How tardigrades could help us
Blaxter has been studying tardigrades for years and his fascination started with them at a young age when he spied the “small beasties” in an animal encyclopedia that his parents gave him for Christmas. It would go on to guide his research career, he said.
Now, he and fellow researchers are looking at the ways this animal could answer many questions we have about life.
It may be a long way off, but Blaxter believes that the proteins that allow the tardigrade cells to survive drying out could be used to preserve cells and cell products “indefinitely” in a dried up state without the need for a freezer or even power.
“Imagine a vaccine made in the US that is to be used to protect kids from a devastating childhood disease across the developing world,” Blaxter said. “Currently we have to have a chain of fridges from here to, say, central Brazil, including a fridge in each and every village clinic, all of them working, every day, before we can be sure that the vaccine will get to the people who need it safely and securely.

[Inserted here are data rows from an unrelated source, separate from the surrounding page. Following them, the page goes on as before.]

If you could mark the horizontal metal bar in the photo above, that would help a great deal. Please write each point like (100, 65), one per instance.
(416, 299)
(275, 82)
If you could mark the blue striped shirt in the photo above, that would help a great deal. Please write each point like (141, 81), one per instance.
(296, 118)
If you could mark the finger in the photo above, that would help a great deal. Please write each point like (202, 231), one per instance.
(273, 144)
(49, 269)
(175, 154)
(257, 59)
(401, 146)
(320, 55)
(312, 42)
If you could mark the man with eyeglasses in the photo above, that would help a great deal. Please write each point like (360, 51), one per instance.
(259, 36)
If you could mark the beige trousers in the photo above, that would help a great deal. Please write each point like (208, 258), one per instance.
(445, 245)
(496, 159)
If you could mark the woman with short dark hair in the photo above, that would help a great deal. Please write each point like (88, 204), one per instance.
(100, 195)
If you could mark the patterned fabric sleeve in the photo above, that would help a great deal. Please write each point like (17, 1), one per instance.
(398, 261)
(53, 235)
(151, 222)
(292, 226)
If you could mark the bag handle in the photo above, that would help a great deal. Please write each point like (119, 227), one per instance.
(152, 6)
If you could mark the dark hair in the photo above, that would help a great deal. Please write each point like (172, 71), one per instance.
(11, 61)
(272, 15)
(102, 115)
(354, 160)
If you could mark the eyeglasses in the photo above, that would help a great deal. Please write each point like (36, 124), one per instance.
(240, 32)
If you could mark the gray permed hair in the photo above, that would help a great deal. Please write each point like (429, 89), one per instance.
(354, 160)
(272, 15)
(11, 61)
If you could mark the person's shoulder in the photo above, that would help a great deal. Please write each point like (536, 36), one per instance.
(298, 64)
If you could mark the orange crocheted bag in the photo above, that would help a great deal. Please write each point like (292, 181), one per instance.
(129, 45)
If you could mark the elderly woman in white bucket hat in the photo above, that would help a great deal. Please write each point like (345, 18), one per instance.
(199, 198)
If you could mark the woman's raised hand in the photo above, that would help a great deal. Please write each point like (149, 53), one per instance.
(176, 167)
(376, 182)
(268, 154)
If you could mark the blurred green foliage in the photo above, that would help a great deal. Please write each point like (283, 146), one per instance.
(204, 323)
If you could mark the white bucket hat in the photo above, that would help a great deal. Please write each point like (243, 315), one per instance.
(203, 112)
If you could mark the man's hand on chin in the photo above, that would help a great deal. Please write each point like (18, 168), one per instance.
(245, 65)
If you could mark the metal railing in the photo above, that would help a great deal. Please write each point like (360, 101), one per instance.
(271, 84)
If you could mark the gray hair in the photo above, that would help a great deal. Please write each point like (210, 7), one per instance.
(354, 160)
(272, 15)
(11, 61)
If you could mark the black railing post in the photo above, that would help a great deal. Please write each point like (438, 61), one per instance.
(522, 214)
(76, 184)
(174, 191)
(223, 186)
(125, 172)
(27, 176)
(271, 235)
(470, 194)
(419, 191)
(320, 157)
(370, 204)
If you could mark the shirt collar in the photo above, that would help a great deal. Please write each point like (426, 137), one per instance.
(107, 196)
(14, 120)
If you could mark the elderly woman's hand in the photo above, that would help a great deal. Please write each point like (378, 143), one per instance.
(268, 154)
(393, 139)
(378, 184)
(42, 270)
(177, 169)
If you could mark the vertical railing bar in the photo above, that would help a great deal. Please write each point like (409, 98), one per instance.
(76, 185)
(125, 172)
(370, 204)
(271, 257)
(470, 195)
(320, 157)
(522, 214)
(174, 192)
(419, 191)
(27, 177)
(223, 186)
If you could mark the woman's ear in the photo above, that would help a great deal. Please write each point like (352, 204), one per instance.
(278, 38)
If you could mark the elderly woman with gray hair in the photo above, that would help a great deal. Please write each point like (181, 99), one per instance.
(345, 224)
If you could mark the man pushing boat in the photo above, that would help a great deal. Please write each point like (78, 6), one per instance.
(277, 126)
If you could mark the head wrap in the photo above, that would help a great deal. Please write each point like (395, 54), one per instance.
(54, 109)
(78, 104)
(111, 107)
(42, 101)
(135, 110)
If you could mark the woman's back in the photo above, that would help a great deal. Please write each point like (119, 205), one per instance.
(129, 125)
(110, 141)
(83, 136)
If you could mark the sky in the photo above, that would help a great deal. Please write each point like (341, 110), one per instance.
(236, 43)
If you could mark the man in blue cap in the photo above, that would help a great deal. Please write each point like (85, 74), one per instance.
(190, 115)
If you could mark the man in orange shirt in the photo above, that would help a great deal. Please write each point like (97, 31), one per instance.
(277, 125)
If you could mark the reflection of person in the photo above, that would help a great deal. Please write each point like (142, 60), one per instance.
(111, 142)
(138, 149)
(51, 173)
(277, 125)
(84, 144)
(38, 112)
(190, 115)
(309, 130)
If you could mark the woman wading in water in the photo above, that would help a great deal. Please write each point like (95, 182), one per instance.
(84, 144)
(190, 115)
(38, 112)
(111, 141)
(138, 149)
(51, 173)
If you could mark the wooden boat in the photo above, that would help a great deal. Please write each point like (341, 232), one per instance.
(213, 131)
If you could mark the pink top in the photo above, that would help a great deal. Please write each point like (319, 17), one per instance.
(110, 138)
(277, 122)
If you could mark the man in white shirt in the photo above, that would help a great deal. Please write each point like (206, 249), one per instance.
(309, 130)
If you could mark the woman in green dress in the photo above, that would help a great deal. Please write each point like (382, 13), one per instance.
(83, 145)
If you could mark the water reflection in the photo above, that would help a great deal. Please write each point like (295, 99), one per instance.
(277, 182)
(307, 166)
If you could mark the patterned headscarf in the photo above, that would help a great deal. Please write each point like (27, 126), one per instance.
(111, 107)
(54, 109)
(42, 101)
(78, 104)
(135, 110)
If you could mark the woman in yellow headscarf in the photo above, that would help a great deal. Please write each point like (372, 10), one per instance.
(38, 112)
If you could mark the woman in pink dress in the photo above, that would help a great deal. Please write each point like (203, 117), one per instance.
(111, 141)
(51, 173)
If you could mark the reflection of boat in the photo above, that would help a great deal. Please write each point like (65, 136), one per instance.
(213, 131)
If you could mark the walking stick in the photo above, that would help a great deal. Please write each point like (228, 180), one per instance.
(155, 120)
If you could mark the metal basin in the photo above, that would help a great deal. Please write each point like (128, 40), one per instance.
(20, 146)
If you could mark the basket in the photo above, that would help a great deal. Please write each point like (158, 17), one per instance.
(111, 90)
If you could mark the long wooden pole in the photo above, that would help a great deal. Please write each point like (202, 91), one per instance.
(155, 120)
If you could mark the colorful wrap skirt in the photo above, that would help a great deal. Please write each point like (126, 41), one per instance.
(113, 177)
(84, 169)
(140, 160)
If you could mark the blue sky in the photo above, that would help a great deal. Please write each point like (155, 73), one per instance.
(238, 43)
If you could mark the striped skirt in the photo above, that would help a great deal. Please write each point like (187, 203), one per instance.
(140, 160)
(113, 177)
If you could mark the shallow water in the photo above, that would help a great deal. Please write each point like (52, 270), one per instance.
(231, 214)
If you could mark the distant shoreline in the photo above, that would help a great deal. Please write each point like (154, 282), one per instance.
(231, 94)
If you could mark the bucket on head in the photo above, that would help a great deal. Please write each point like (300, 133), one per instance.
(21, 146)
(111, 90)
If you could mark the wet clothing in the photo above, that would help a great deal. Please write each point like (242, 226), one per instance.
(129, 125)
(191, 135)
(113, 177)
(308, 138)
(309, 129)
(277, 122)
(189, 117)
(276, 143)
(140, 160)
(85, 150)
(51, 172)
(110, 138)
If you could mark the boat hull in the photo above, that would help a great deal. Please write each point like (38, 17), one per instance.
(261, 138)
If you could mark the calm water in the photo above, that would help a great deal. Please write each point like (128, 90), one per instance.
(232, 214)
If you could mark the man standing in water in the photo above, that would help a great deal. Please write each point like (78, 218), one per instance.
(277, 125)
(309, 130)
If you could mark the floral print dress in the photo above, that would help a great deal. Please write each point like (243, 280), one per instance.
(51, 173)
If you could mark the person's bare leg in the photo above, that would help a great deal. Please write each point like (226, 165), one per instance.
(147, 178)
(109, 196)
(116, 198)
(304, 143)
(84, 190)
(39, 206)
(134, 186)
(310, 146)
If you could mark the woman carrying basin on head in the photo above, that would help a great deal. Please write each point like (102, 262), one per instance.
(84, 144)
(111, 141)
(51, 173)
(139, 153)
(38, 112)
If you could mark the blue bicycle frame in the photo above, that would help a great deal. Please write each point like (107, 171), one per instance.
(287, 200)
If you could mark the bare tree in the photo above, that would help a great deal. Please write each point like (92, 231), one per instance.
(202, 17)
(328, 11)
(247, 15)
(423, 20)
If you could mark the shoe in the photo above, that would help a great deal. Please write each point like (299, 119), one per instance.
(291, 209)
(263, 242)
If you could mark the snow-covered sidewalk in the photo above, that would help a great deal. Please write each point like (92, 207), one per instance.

“Even then, the vaccine will have a shelf life, and we would have to guarantee keeping it cold all the time. Now imagine the same vaccine, coated in tardigrade desiccation proteins. Stored at room temperature and shipped by post, the vaccine would have a much extended shelf life, and would be ready to use whenever and wherever it was needed.”
Boothby is also leading a project with NASA to grow tardigrades on the International Space Station.
“Prolonged exposure to spaceflight conditions — low gravity, increased radiation — has a number of detrimental effects,” Boothby said. “I’ll be looking at how tardigrades cope with prolonged exposure to these stresses and also what genes are activated or inactivated during and after these extended periods.
“The hope is that since tardigrades can combat the detrimental effects of many Earth-based stresses, that they would do the same for spaceflight. If we can learn how tardigrades protect themselves during spaceflight, maybe we can apply the same or similar tricks for safeguarding astronauts during long missions.”